犯罪被害・刑罰・裁判員制度・いじめ・過労死などの問題について、法哲学(主に哲学)の視点から、考えたことを書いて参ります。

ある日の刑事弁護人の日記 その31

2013-08-26 22:03:40 | 国家・政治・刑罰

 自動車運転過失致死罪の公判において、生者と死者の対照は理不尽の極致である。被告人は何をどう頑張っても生きており、被害者は何をどう頑張っても生きていない。生きて死ぬべき人間は、この論理を支配することができず、深く残酷な沈黙を強いられる。

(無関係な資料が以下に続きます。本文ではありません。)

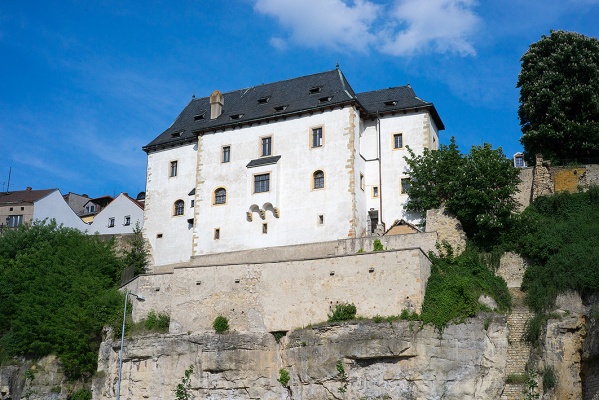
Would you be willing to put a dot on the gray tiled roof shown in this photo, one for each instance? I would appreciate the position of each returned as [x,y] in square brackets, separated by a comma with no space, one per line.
[292,96]
[23,196]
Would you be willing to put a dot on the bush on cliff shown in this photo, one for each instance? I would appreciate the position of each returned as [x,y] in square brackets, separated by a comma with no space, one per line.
[561,241]
[58,290]
[455,285]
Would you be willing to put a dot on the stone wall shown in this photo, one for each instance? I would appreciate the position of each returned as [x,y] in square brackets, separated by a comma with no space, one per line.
[382,361]
[306,251]
[274,296]
[544,179]
[447,228]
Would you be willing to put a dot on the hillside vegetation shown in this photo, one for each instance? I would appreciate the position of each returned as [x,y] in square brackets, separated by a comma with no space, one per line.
[59,288]
[560,236]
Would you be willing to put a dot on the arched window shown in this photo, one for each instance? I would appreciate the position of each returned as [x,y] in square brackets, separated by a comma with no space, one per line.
[179,207]
[318,180]
[220,196]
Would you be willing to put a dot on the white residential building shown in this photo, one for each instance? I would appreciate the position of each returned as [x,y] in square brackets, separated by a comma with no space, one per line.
[26,206]
[298,161]
[120,216]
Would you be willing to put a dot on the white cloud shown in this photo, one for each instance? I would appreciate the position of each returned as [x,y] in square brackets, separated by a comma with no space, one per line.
[441,26]
[401,28]
[278,43]
[324,23]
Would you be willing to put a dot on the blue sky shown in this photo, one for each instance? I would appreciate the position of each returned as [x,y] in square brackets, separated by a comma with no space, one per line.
[85,84]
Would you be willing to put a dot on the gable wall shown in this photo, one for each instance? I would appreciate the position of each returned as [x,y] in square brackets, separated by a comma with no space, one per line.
[161,193]
[117,209]
[53,206]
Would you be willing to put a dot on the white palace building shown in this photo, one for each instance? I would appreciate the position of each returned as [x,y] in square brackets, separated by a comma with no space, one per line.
[299,161]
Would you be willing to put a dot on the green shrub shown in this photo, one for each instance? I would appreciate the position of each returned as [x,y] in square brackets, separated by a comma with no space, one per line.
[343,312]
[278,335]
[157,322]
[516,379]
[183,389]
[220,324]
[549,378]
[81,394]
[456,283]
[283,377]
[409,316]
[533,329]
[58,290]
[562,243]
[342,376]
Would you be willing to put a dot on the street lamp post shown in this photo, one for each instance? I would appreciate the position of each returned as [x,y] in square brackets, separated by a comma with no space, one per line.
[140,298]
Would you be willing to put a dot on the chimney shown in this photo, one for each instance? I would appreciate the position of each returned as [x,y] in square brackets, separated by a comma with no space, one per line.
[217,100]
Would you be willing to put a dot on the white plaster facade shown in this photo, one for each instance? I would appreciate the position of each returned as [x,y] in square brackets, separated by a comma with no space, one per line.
[358,152]
[120,216]
[53,206]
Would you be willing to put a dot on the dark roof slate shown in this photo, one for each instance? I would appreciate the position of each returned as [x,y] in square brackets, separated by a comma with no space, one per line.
[23,196]
[281,98]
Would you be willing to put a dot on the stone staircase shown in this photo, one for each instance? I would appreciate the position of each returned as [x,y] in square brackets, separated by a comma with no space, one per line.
[518,351]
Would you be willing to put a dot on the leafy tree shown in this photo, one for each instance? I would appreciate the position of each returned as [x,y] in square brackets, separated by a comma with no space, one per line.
[478,188]
[136,255]
[58,290]
[559,97]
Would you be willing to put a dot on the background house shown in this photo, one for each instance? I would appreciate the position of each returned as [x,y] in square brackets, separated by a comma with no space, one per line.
[118,217]
[24,206]
[93,207]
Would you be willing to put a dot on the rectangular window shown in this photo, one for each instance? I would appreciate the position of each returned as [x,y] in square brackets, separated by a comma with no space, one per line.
[398,141]
[404,185]
[266,146]
[14,220]
[226,153]
[261,183]
[317,137]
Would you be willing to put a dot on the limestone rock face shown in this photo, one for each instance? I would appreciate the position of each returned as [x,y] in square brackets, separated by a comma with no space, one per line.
[384,360]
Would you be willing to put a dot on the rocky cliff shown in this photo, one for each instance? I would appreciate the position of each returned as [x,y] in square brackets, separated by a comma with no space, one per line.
[381,361]
[396,360]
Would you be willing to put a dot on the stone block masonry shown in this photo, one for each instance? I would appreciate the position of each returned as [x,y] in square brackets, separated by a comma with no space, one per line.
[281,296]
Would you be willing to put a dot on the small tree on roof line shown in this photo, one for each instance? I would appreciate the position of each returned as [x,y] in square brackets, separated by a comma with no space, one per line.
[477,187]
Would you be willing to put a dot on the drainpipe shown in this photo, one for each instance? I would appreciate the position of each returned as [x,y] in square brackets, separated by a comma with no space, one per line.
[378,128]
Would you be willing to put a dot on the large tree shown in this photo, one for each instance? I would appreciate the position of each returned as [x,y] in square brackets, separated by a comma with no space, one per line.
[477,187]
[559,97]
[58,287]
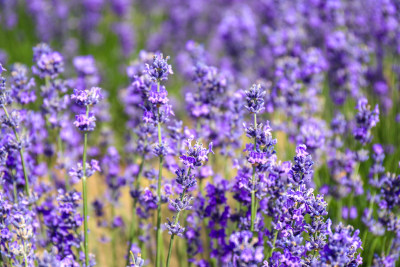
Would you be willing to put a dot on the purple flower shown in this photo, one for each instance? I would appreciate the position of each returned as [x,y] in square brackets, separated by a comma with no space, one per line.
[159,69]
[85,123]
[365,121]
[87,97]
[174,229]
[196,155]
[255,99]
[158,97]
[48,63]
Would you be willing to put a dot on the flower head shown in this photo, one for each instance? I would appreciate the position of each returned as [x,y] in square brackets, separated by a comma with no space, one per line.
[87,97]
[255,99]
[159,69]
[195,155]
[158,96]
[48,63]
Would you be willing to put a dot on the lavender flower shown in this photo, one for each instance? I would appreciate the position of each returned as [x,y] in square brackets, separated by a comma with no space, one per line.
[255,99]
[159,69]
[365,121]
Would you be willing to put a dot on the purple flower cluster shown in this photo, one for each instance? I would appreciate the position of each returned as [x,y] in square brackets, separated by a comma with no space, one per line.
[248,73]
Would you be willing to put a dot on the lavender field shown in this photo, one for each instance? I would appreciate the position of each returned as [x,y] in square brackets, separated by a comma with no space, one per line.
[208,133]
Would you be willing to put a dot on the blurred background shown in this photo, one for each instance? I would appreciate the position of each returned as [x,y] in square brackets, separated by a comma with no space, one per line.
[355,45]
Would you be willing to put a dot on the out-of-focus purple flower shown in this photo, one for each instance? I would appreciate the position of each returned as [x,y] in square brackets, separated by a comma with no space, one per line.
[22,87]
[48,63]
[87,97]
[85,123]
[365,120]
[158,96]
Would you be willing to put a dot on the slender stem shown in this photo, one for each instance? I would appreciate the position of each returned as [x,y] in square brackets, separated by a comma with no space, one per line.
[15,191]
[253,181]
[158,239]
[21,153]
[132,226]
[24,254]
[173,235]
[170,249]
[114,238]
[84,190]
[176,221]
[273,244]
[371,204]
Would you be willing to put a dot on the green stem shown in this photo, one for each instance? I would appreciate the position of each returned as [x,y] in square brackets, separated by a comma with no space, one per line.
[170,249]
[84,190]
[363,240]
[21,153]
[253,181]
[175,222]
[132,225]
[114,238]
[25,258]
[273,244]
[158,251]
[159,234]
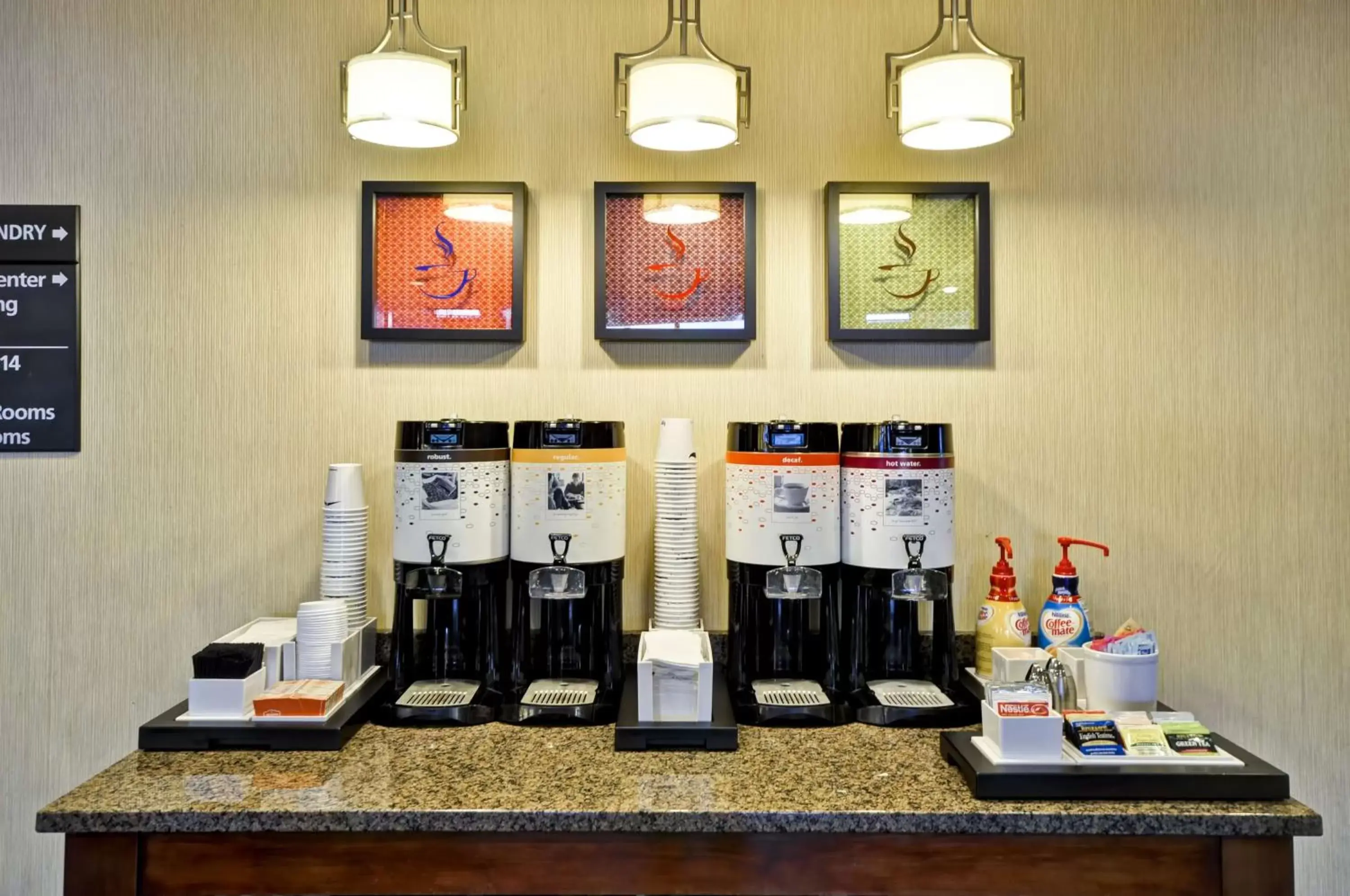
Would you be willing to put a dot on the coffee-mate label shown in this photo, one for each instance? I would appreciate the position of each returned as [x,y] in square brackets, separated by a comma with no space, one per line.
[576,492]
[999,625]
[1064,625]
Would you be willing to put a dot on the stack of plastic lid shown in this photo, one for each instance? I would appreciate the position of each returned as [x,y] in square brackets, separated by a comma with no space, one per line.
[677,605]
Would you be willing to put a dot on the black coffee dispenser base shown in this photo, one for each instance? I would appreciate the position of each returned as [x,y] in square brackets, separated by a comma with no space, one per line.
[963,713]
[719,735]
[598,713]
[827,716]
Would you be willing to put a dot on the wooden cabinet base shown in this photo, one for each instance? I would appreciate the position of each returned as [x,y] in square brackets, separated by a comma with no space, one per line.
[674,864]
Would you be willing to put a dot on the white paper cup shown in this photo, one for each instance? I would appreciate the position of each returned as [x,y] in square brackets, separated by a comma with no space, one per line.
[345,488]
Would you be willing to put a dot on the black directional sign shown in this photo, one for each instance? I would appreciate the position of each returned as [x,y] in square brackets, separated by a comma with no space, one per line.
[40,234]
[40,328]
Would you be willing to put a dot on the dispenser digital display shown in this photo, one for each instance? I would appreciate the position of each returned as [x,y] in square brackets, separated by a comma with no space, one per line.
[566,438]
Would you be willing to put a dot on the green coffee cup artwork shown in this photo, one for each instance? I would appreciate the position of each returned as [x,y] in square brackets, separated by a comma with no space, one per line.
[909,265]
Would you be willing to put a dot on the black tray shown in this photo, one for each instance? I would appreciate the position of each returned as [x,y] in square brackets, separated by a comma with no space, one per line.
[719,735]
[166,733]
[1256,780]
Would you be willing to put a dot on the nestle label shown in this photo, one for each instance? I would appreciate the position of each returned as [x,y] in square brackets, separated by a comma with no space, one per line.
[1025,709]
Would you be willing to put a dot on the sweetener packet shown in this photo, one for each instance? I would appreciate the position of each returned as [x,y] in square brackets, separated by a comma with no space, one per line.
[1020,699]
[1144,740]
[1137,644]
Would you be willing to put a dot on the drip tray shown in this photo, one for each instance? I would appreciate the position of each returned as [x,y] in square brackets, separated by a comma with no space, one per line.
[909,694]
[561,693]
[789,693]
[439,694]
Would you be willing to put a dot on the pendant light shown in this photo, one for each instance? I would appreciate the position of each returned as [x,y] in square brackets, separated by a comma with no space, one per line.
[397,98]
[866,208]
[967,96]
[686,100]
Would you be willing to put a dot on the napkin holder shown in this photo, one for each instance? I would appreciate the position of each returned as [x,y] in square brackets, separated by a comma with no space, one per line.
[648,685]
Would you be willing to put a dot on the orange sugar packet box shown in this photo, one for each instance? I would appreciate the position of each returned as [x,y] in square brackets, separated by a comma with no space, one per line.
[308,697]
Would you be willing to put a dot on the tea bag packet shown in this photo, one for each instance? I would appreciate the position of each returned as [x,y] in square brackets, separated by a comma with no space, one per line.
[1190,739]
[793,582]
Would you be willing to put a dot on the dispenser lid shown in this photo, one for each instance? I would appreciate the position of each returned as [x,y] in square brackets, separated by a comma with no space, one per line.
[567,432]
[1002,575]
[783,436]
[898,436]
[1064,567]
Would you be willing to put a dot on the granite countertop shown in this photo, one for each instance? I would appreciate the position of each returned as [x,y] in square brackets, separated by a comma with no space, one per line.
[495,778]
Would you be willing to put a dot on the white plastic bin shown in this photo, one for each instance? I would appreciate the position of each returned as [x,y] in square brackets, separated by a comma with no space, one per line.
[225,698]
[1035,737]
[1010,664]
[650,701]
[1121,683]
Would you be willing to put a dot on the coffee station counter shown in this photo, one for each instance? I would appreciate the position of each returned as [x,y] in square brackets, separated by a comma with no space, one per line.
[500,809]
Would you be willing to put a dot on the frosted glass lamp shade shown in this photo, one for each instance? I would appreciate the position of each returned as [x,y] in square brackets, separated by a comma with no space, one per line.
[682,104]
[401,99]
[484,208]
[956,102]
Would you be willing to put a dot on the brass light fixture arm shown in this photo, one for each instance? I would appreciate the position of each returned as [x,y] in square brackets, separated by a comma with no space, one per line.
[399,14]
[954,15]
[688,13]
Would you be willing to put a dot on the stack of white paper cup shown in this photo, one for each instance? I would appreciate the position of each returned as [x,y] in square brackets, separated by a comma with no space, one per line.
[677,605]
[346,521]
[319,627]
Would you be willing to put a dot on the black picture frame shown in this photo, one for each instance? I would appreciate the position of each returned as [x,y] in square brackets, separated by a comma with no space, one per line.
[976,191]
[370,193]
[746,191]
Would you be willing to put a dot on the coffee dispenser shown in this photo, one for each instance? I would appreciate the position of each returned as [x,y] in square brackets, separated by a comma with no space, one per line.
[898,563]
[569,525]
[782,563]
[451,532]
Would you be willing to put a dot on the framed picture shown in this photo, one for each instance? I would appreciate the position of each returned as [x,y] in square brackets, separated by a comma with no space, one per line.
[909,262]
[443,262]
[675,262]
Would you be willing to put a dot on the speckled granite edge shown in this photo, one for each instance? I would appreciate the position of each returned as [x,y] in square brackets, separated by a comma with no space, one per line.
[1132,821]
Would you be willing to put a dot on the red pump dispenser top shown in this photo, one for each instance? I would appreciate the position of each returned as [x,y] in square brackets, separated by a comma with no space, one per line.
[1002,578]
[1064,567]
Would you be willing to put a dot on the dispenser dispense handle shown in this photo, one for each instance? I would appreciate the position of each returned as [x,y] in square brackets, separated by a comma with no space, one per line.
[1066,567]
[914,550]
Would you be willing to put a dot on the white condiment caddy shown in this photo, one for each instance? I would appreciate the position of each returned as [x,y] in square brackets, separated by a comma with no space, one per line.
[231,699]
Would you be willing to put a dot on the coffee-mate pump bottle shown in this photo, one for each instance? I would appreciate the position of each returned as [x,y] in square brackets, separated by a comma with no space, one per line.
[1002,621]
[1064,618]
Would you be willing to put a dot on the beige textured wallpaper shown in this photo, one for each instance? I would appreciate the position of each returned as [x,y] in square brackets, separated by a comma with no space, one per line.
[1167,372]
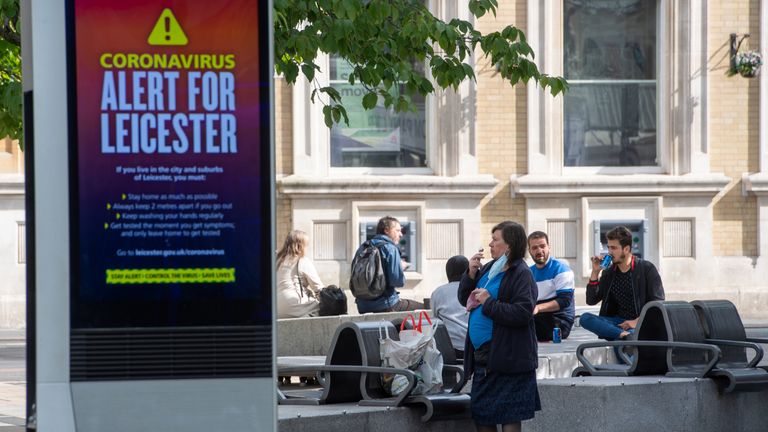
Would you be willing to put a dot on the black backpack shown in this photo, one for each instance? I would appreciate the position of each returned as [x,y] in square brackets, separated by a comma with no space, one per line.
[367,281]
[333,301]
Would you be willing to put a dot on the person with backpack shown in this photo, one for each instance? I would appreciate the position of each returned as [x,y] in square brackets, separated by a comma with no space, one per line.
[377,270]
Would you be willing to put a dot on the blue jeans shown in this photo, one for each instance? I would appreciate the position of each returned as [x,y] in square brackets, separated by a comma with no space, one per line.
[604,327]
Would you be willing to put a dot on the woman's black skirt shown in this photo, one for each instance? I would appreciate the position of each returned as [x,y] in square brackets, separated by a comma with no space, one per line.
[499,398]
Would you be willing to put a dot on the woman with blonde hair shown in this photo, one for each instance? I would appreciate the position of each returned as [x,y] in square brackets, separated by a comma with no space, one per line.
[298,283]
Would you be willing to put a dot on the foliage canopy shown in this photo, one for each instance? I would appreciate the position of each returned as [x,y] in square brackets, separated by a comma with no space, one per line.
[381,39]
[10,71]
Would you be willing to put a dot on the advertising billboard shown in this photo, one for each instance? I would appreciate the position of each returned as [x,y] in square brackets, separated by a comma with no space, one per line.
[170,167]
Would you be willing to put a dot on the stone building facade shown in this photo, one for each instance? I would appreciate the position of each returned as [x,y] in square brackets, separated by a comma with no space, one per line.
[652,133]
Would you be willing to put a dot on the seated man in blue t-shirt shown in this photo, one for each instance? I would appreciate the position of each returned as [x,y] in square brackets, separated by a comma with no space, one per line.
[554,306]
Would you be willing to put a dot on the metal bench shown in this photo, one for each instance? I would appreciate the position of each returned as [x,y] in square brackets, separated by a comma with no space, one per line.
[352,374]
[668,341]
[722,325]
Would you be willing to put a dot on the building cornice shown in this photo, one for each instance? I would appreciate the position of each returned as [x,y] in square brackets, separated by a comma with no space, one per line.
[12,184]
[756,183]
[544,186]
[476,186]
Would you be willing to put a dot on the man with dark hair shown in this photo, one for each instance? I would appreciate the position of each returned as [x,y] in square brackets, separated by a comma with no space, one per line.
[624,288]
[387,239]
[554,306]
[445,303]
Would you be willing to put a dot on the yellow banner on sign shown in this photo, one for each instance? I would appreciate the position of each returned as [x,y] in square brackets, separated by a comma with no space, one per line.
[188,275]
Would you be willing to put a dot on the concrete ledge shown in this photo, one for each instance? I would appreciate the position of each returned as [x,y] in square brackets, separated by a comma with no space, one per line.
[571,404]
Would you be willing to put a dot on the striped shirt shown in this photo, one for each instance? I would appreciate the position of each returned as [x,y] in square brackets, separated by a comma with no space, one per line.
[555,282]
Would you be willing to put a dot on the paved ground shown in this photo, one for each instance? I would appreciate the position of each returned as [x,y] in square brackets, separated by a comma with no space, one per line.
[13,390]
[13,364]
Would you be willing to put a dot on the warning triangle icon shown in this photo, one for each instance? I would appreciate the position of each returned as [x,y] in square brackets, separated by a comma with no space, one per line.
[167,31]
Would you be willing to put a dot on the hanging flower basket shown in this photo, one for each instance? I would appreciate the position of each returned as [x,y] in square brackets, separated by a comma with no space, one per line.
[747,64]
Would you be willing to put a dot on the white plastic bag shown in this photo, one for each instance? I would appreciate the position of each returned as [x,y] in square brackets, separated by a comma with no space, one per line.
[416,350]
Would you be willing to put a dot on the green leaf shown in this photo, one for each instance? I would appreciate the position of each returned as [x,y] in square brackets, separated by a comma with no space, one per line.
[327,116]
[308,70]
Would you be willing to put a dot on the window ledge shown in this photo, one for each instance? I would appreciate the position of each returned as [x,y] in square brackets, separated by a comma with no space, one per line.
[477,186]
[636,184]
[756,183]
[11,184]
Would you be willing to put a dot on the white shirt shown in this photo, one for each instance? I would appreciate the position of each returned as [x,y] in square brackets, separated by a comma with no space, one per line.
[292,302]
[445,305]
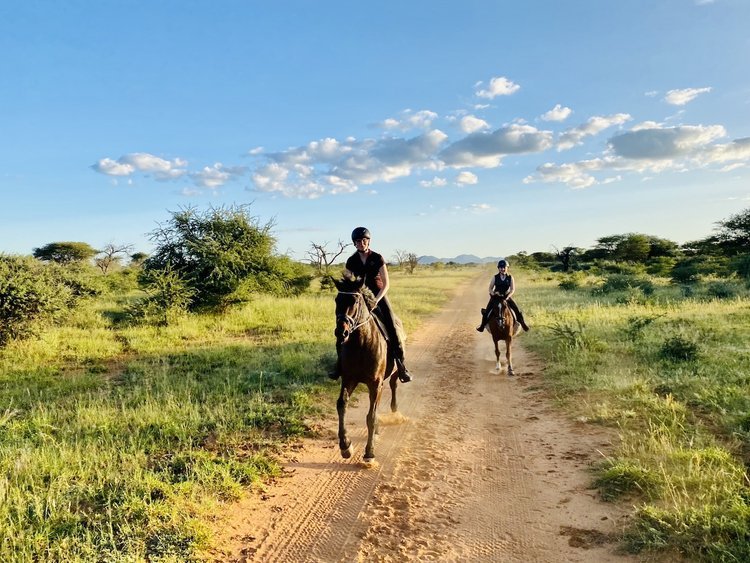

 ところが刑事裁判の主題は、有罪と無罪の対照、あるいは実刑判決と執行猶予の対照においてのみ発揮され、人の生死は隅に追いやられる。この転倒を転倒と認識せず、「厳罰感情」という単語を発明して済ませている法曹界は、腐っていると心底思う。

 私の偽らざる感覚としては、生と死の対照を脇に置いた実刑と執行猶予のせめぎ合いは、法廷という虚構の上で開催されるゲームの風景である。裁判官は期間限定の神であり、本物の神ではない。人間が作った制度に従って行動している限り、問題はどこまでも他人事である。

 これに対し、人の生死の存在形式は、人間が作った制度ではない。刑事の法廷における生者と死者の絶望的な対照は、それを見る者にとって他人事ではあり得ない。ゆえに人はそこから逃避し、虚構のゲームに没頭する。人のために法律が存在するのではなく、法律のために人が存在する状況である。